中編


「と、いうわけで…トシの怪我が治るまでの間、世話役を付けることにしたからな。」
「近藤さん、ちょっと待ってくれ!怪我ったって動けないワケじゃ…」
「無理するな。左の腕と足を骨折し、全身打撲だぞ。本来なら入院してもいいくらいの大怪我だ。」
「だがこれは、俺の不注意が原因で…」
「縁側の修繕を怠った最終的な責任は俺にある。トシにはゆっくり休んでもらいたいんだが…
お前の性格上、それが難しいのも分かってる。だからせめて世話役を付けさせてくれ。」
「…分かった。心配掛けてすまねェな。」
「気にするな、トシ。…おーい、万事屋!入っていいぞー。」
「は?」

近藤さんが入口に向かって呼びかけると、襖を開けてアイツが現れた。

「どーも…」
「………」

嘘だろ?世話役ってコイツのことか!?手の空いてる隊士とかじゃねェのかよ!

「こ、こんどー…」
「万事屋、トシを頼んだぞ。」
「はいはーい。

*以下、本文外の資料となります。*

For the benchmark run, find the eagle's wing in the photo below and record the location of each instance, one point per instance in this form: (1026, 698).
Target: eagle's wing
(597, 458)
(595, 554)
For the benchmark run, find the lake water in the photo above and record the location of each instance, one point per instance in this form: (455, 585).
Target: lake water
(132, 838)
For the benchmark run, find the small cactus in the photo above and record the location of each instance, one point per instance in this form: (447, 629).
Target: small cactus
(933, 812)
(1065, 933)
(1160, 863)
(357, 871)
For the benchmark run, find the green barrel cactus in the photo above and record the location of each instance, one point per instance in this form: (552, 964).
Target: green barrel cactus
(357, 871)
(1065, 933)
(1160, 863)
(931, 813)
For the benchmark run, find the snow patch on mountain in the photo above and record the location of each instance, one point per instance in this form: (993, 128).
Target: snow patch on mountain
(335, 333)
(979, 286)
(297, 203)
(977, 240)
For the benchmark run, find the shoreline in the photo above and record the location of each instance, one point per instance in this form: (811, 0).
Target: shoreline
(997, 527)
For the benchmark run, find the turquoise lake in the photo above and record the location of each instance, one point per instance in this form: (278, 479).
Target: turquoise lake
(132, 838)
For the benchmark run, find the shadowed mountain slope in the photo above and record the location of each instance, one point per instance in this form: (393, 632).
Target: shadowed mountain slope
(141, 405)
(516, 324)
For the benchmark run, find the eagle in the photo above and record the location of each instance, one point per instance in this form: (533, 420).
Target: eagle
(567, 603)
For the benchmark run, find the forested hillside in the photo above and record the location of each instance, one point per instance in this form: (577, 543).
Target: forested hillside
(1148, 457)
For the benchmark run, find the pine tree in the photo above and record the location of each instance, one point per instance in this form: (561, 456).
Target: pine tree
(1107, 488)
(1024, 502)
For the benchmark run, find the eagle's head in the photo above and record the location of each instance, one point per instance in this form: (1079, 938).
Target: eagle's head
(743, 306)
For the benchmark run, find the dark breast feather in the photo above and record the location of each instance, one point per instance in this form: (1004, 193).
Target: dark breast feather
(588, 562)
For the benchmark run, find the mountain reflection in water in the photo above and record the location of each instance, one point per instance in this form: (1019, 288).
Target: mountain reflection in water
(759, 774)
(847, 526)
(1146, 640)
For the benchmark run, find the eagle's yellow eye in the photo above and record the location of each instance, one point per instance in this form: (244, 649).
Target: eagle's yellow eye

」
「じゃあ俺はとっつぁんに呼ばれてるからこれで…」
「ちょっ…」

近藤さんはそそくさと出て行ってしまい、部屋には俺と万事屋の二人だけになる。

「つーことで、当分の間よろしくな。」
「あ、ああ…」

思わず頷いちまったが、俺はコイツに何をさせればいいんだ?

「えっと…まずは何をすればいい?」

うん。それを今考えてたところだ…

「えっと…部屋の片付け、とか?」
「…かなりキレイに見えるけど?」
「じゃあ、庭の掃除。」
「おいおい…俺はお前の世話役なんだぜ?真選組の雑用係じゃねーの。」
「ンなこと言っても、テメーに頼む事なんかねェよ。」
「お近付きになれる折角のチャンスに、何やってるんでィ。」
「!!」

いつの間にか総悟が襖を開けて立っていた。余計なこと言いやがって…。
万事屋を呼ぼうと近藤さんに提案したのはコイツだな?

「別にコイツなんぞと近付きたかねーよ。」

多少距離が縮まったところで、俺と万事屋じゃタカが知れている。
ヘタに近付いてコイツが幸せになんのを見るくれェなら、いっそ遠く離れていた方がいい。
…仕事上、物理的に離れんのは難しいが、精神的には距離を置いておきたいと常々思っていた。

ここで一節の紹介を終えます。